There was that one hen. She seemed to have experienced pre-hatching trauma. Or maybe she was the unfortunate my toe looks like a mealworm so let's everyone attack it
magnet. Not sure. But she appeared to own only half a pea-brain.
Her unusual behavior popped up around the time we were able to distinguish between the males and females. She also happened to be Steve's chicken which made everything even more interesting. Steve, being four at the time, found all the antics of our pets very comical.
This particular hen of his proved to be the most entertaining of them all. The other hens strolled about in clumsy, jerky fashion but somehow pulled off the effect of awkward daintiness. This hen strutted. Swaggered. There were times we even thought she was break dancing. Usually it turned out to be that she'd just tipped over and was flailing to get back up.

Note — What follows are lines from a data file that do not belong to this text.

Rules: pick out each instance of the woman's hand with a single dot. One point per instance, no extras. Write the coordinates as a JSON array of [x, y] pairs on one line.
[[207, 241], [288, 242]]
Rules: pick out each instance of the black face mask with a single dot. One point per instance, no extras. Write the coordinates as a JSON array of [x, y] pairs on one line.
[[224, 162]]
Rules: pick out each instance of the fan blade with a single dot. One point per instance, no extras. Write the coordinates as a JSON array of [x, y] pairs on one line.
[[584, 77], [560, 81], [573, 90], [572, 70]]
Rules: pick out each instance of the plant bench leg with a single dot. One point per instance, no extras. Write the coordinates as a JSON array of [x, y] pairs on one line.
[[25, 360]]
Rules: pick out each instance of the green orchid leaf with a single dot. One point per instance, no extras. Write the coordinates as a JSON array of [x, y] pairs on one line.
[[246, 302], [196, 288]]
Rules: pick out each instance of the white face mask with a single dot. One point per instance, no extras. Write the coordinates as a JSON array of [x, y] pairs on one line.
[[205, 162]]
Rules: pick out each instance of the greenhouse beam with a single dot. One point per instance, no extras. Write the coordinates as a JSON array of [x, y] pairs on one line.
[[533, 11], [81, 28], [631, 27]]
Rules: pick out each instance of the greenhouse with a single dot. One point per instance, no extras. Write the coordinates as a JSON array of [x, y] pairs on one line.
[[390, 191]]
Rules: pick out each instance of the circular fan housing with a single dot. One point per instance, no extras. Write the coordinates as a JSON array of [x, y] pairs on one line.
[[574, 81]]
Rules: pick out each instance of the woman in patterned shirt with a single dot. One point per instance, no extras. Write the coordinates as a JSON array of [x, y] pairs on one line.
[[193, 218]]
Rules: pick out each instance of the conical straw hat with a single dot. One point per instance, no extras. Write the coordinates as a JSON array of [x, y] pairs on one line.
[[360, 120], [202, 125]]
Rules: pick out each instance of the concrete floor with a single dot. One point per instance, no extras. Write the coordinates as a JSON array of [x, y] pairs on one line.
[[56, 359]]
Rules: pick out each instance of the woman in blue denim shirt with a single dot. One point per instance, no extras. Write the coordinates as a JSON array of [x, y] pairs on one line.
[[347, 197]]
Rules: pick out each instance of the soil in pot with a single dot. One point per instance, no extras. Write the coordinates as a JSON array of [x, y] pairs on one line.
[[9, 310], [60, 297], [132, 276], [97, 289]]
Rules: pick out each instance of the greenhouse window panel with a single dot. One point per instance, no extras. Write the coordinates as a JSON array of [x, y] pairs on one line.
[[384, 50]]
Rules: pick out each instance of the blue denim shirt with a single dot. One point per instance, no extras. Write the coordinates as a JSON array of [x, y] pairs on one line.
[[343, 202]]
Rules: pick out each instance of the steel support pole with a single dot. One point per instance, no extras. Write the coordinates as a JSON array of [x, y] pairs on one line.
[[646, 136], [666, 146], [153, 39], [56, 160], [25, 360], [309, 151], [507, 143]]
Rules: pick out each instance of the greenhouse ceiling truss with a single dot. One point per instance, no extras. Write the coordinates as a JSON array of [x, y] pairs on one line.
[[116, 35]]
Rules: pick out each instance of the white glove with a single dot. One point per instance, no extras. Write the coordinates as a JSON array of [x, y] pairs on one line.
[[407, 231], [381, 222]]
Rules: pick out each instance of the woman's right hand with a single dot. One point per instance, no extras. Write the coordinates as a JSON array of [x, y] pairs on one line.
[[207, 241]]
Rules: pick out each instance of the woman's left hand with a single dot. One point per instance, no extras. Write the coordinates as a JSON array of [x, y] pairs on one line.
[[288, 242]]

Her crowning attribute, though, was her vocals. She'd hitch to a halt mid-strut. Mechanically, her neck would retract, her rear end would sink to the ground, her feathered body would inflate as she sucked in a humongous breath of air. Like a jack-in-the-box, she'd go off unexpectedly, leaping into the air, bellowing, Cockadoodledooooo!
Steve would always point at her and shout, Look at my funny rooster!
Mom would gently say, No, honey, it's not a....well, it's a....it is pretty funny, isn't it?
The straw that broke this chicken farmer's back though was the rooster that had it out for me. He was one of Ken's chickens and was quite a magnificent creature in all his Barred-Plymouth-Rock, black-and-white beauty. Most of the other cocks had already been turned into crock pot feasts which left him as the top dog in the poultry department.
We had taken to letting the chickens out to wander in the yard periodically. This didn't last long since the flower beds suffered major destruction, and the grass was always exploding with landmines. But during one of these roaming times, this head honcho rooster happened to notice a little toy watch I was carrying around. The watch band was shiny and caught a glint of sunlight. The rooster stopped dead in his tracks, completely absorbed in trying to figure out what phenomenon he'd just witnessed. Before I'd even really comprehended what was going on, he squawked and streaked over to me, barreling into my leg. I, needless to say, screeched and bolted. He followed. The game was on, and for me it was a losing battle.
From then on, every time it was my turn to feed the chickens, I carried a club. Not that I ever actually bludgeoned the rooster, but being armed made me feel like I had a radius of protection. What a joke. That rooster didn't care two clucks about my stick. As soon as I rounded the corner of our house and came into view of the chicken yard, he took a flying leap and bashed himself into the chicken wire, just itching to get his grubby little spurs on my person.